Preface

It is now clear that parallel computing is here to stay: our voracious need for ever greater computing power simply cannot be satisfied by conventional, single-processor architectures. More and more companies are investing in architectures with multiple processors, and more and more colleges and universities are including parallel computing in their curricula.

The increase in the use of parallel computing is being accelerated by the development of standards for programming parallel systems. Developers can now write portable parallel programs, and hence expect to obtain a reasonable return on the huge investment required in a large parallel software development project.

About MPI

The Message-Passing Interface or MPI is the most widely used of the new standards. It is not a new programming language; rather it is a library of subprograms that can be called from C and Fortran 77 programs. It was developed by an open, international forum consisting of representatives from industry, academia, and government laboratories. It has rapidly received widespread acceptance because it has been carefully designed to permit maximum performance on a wide variety of systems, and it is based on message passing, one of the most powerful and widely used paradigms for programming parallel systems. The introduction of MPI makes it possible for developers of parallel software to write libraries of parallel programs that are both portable and efficient. Use of these libraries will hide many of the details of parallel programming, and, as a consequence, make parallel computing much more accessible to students and professionals in all branches of science and engineering.

About this Book

As parallel computing has moved more into the mainstream, there has been a clear need for an introductory text on parallel programming -- a text that can be used by students and professionals who are not specialists in parallel computing, but who still want to learn enough about parallel programming so that they can exploit the vastly greater computational power provided by parallel systems. Parallel Programming with MPI has been written to fill this need. This text aims to provide students, instructors, and professionals with a tool that can ease their transition into this radically different technology.

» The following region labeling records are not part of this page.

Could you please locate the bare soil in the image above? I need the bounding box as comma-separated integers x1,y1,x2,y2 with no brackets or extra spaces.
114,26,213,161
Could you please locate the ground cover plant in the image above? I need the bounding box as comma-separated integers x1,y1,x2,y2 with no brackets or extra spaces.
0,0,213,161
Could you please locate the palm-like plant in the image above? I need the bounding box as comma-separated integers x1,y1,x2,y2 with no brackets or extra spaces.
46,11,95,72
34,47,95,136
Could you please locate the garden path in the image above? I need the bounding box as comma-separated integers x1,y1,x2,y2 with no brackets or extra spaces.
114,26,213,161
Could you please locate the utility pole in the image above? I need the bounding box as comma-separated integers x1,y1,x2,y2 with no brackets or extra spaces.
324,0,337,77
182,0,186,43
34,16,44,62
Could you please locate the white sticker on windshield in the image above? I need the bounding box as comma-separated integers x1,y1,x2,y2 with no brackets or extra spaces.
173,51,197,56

Parallel Programming with MPI or PPMPI is first and foremost a ``hands-on'' introduction to programming parallel systems. It was written for students and professionals who have no prior experience in programming parallel systems. It was designed for use both as a self-paced tutorial and as a text in a more conventional classroom/computer laboratory setting. The only pre-requisite to reading it is a nodding acquaintance with the first-year college math sequence and a knowledge of a high-level, procedural computing language. PPMPI provides both a complete introduction to MPI and an elementary introduction to parallel programming. It covers all the features of MPI, it provides a brief overview of parallel computing, and it provides an introduction to such topics as parallel debugging, parallel program design and development, and parallel program performance analysis. It also contains an introduction to the use of MPI libraries. In the belief that ``teaching by example'' is the most useful approach, all of the concepts are introduced through the use of fully developed program examples. The source for all of the programs can be downloaded from http://www.cs.usfca.edu/mpi.

Except for the material in Chapters 3 - 8 the chapters are mostly self-contained and can be read in any order. Chapters 3 - 8 form a self-contained tutorial introduction to MPI, and, as such, should probably be read in order, and before the remaining chapters. There are, however, parts of these chapters that can be omitted with no loss of continuity. The material on gather, scatter, and allgather in Chapter 5 and the material on topologies in Chapter 7 can be safely omitted on a first reading.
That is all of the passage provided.